In his new book A Grace Revealed, which is sort of a sequel to his first book A Grace Disguised now 20 years after the accident, Jerry talks about a common sight you will encounter in one of my favorite places in the world to vacation, Banff National Park in Alberta, Canada. Having talked about the beautifully gnarled white pine that populate the rugged, inhospitable and majestic mountains of Banff, Canada, he says this about life,

“Those trees symbolize what I believe God wants to accomplish in our lives, which is to work complete redemption.  He wants to use the harsh conditions of life to shape us—and eventually the whole world—into something extraordinarily beautiful. 
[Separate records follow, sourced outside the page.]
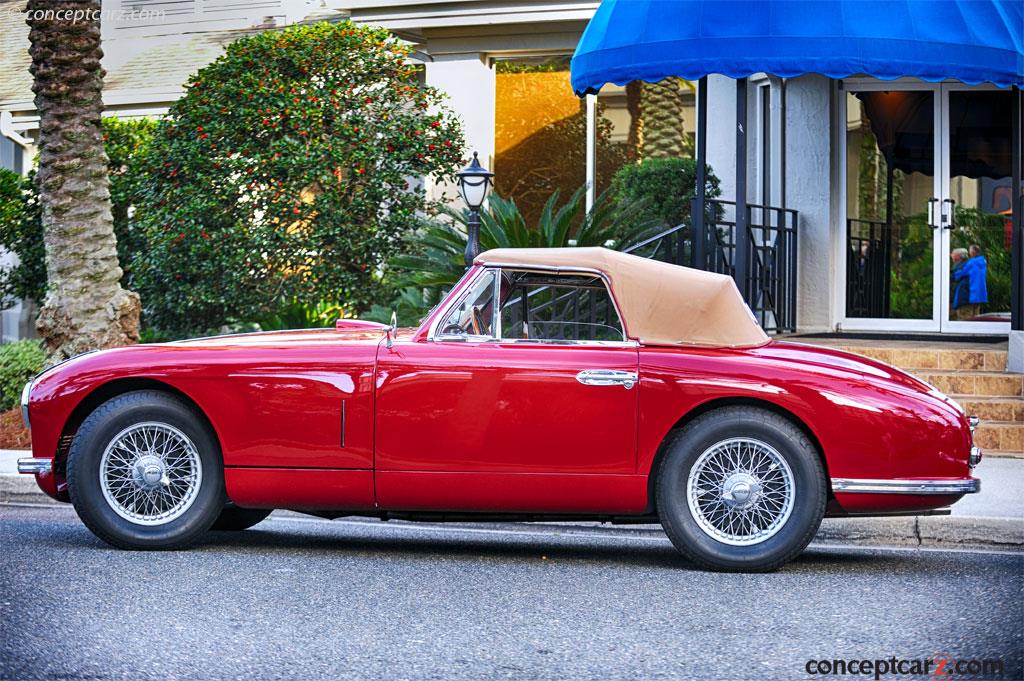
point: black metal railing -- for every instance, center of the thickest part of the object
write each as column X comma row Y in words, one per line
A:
column 769, row 286
column 867, row 267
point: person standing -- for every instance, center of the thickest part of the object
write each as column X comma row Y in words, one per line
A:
column 960, row 287
column 975, row 270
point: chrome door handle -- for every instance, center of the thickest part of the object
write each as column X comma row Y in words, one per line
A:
column 948, row 221
column 931, row 212
column 607, row 377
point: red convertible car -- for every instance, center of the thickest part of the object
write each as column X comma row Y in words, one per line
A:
column 550, row 384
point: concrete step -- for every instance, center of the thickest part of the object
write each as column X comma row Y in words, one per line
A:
column 992, row 409
column 911, row 358
column 980, row 383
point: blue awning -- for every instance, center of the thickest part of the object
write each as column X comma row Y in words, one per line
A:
column 972, row 41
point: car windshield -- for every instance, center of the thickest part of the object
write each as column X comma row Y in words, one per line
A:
column 557, row 307
column 474, row 313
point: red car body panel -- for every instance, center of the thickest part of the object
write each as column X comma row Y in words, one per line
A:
column 342, row 419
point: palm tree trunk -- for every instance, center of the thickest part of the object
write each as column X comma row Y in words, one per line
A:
column 662, row 103
column 85, row 306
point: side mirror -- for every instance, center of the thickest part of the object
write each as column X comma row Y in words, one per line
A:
column 392, row 331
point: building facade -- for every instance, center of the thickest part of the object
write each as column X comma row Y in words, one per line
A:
column 895, row 185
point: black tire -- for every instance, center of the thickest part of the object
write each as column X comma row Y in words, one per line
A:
column 685, row 447
column 236, row 519
column 86, row 453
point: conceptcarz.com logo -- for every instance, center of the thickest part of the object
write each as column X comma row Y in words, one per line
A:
column 936, row 667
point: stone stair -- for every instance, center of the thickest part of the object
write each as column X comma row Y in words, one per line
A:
column 973, row 374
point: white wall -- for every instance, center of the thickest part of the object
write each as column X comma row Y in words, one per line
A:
column 809, row 179
column 469, row 81
column 813, row 192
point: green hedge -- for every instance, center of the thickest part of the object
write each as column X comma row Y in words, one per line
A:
column 666, row 186
column 19, row 362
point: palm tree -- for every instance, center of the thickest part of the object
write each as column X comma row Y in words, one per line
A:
column 85, row 307
column 662, row 114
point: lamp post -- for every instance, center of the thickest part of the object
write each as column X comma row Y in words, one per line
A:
column 474, row 180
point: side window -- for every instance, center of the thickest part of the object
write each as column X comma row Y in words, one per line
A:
column 473, row 316
column 557, row 307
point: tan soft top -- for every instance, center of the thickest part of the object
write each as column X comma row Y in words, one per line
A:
column 662, row 304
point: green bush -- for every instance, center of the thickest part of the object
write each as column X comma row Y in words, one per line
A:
column 666, row 185
column 436, row 258
column 19, row 362
column 22, row 233
column 297, row 314
column 283, row 173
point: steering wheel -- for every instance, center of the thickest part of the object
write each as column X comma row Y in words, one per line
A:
column 474, row 320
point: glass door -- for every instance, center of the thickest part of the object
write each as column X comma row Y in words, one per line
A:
column 892, row 201
column 975, row 223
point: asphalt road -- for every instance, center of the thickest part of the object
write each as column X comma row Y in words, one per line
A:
column 351, row 599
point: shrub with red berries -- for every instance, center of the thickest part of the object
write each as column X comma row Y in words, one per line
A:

Redemption promises to transform us, completely so.  Once broken, we become whole again; once selfish and insecure, we become stately and serene and self-giving; once rabid sinner, we become glorious saints.  In short, God purposes to claim us as his own—no matter how far we are from him, how fallen into sin, how lost and lonely.  He wants to restore us to a right relationship with him and to remake us according to the image of Jesus Christ, which will ultimately lead to the renewal of the whole world.  This is God’s doing, from beginning to end.  God is the one—the only one—who can, does, and will work redemption.” (Pages 18-19)

            He goes on to say, “In the months and years following the accident, I realized that the tragedy itself, however catastrophic, could actually play a less significant role than what God could do with it and how I would respond to it.  Would it cause a downward spiral of destruction, or would it illumine and illustrate a story of grace and redemption?  I chose to believe it would tell a redemptive story, trusting that God was still God, sovereign and wise and good, however miserable I felt and distant God seemed to be.  I set my mind to ponder the redemptive course that was laid out before me, shrouded, as it was, in mystery.”  (Page 20)

 

Just in case you are wondering what Jerry means by “the redemptive course that was laid out before me,” this is what he means by “redemption.”  “The goal of redemption is not immediate happiness as we might define it now, but holiness of life; not the good life as we imagine it on Earth, but the perfection of Heaven itself, (p. 27).”

 

We’re in a concluding series of messages in the Gospel of John that we’re calling “The Path to Victory.” And in today’s passage, Jesus is talking to his closest friends, men who are more like family than his own family.  He’s telling them what is about to happen AND what it is going to do to them when it does happen.  Let’s pick it up in John 16:17-24, 33 (read).

 

Anybody here just LOVE grief and sorrow?  Anybody here wake up first thing in the morning and think, “Boy, I hope this day is filled with lots of difficulty, lots of struggle, a bunch of heartache, suffering and sadness!” Hopefully not.  We have special places called mental hospitals for people like that! 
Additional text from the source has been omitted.